Ich wärds wahrscheinlich jezt ganz anders machen und alles über bord schmeißen und richtig den XMLParser einsetzen.

Aber leider funkts so immer noch nicht der ließt mir immer nur den letzten Pfad aus der .txt und nicht alle nacheinander.

Sprich:

C:\Ordner\ORdner\datei1.xml
C:\Ordner\ORdner\Ordner\datei2.xml

Da würde er nur die Letzte datei durchsuchen und ausgeben und leider nicht die erste und dann die zweite. Ich weis auch net warum des net Funzt.

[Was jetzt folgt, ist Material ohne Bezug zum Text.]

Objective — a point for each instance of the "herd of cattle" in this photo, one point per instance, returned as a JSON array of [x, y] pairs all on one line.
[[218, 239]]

Mich würds halt noch interessieren ob des so Funktioniert also wenn mir noch jemand etwas unter die arme greifen kann währe das sehr net.

Gruß 
P.S. Ich weiß der Stil ist miserabel aber ich musste des so schnell wie möglich zusammenschustern also bitte ich um Entschuldigung


----------



## Marco13 (22. Feb 2008)

Ja, wenn du das Codestück einfach an den Anfang deiner "alles"-Methode geschrieben hast, dann macht er natürlich "alles" mit allen Dateien, und nur das Ergebnis der letzten wirde zurückgegeben.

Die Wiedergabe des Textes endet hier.